Parameter description: In order to optimize the inserting of column-store partitioned tables in batches, the data is buffered during the inserting process and then written in the disk. You can specify the data buffer cache size through partition_max_cache_size. If the value is too large, much memory will be consumed. If it is too small, the performance of inserting column-store partitioned tables in batches will deteriorate.
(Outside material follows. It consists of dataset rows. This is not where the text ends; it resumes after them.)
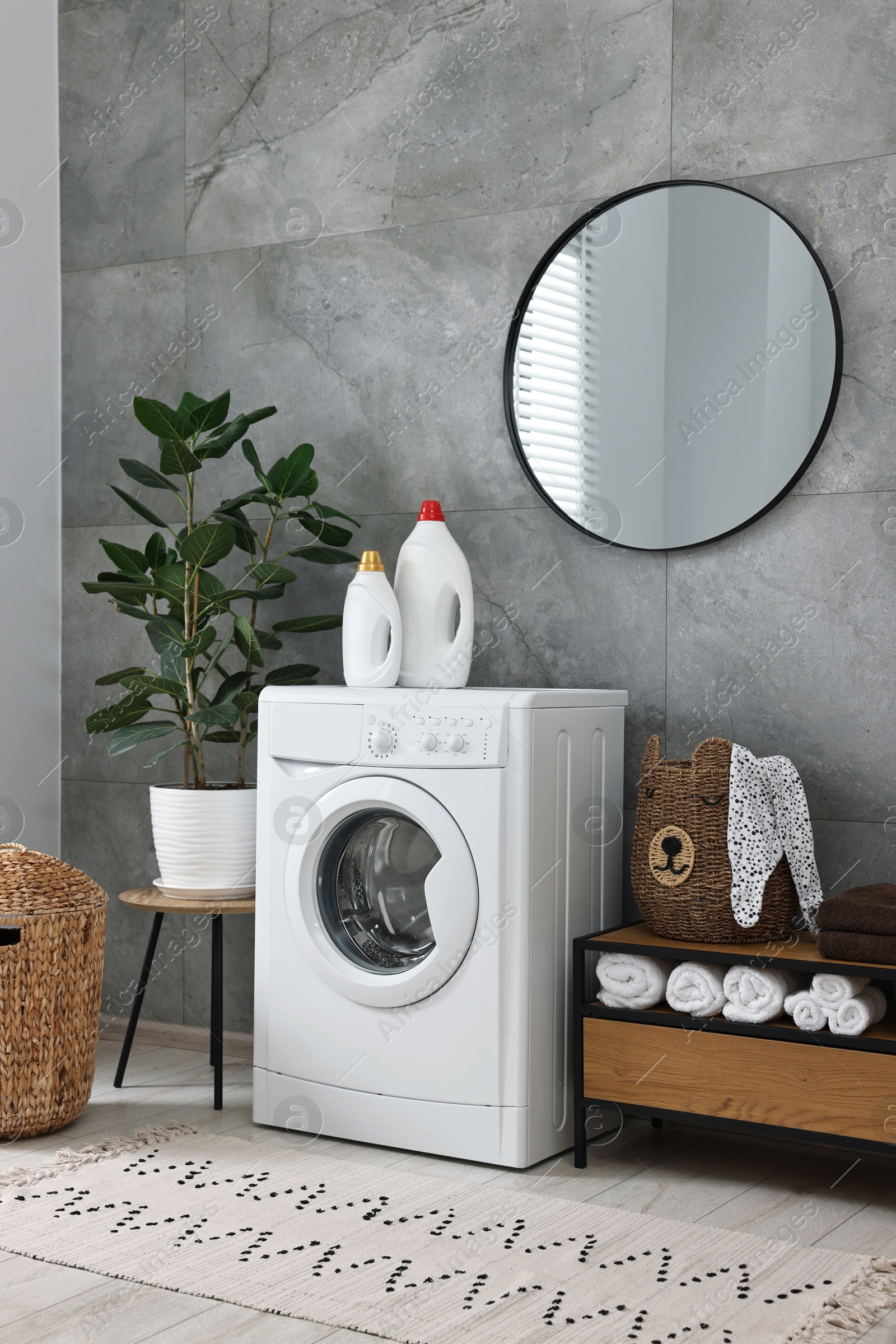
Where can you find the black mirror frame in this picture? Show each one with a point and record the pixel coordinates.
(519, 314)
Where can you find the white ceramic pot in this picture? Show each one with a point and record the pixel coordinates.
(204, 838)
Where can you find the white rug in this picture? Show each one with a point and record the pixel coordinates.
(418, 1258)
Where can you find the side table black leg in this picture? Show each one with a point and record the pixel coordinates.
(139, 998)
(218, 1006)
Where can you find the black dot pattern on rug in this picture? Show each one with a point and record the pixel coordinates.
(406, 1250)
This parameter is a USERSET parameter. Set it based on instructions provided in Table 1.

Value range:

4096 to 1073741823. The unit is KB.

Default value: 2GB

gds_debug_mod

Parameter description: Specifies whether to enable the debug function of Gauss Data Service (GDS). This parameter is used to better locate and analyze GDS faults. After the debug function is enabled, types of packets received or sent by GDS, peer end of GDS during command interaction, and other interaction information about GDS are written into the logs of corresponding nodes in the cluster. In this way, the state switching on the GaussDB state machine and the current state are recorded. If this function is enabled, additional log I/O resources will be consumed, affecting log performance and validity. You are advised to enable this function only when locating GDS faults.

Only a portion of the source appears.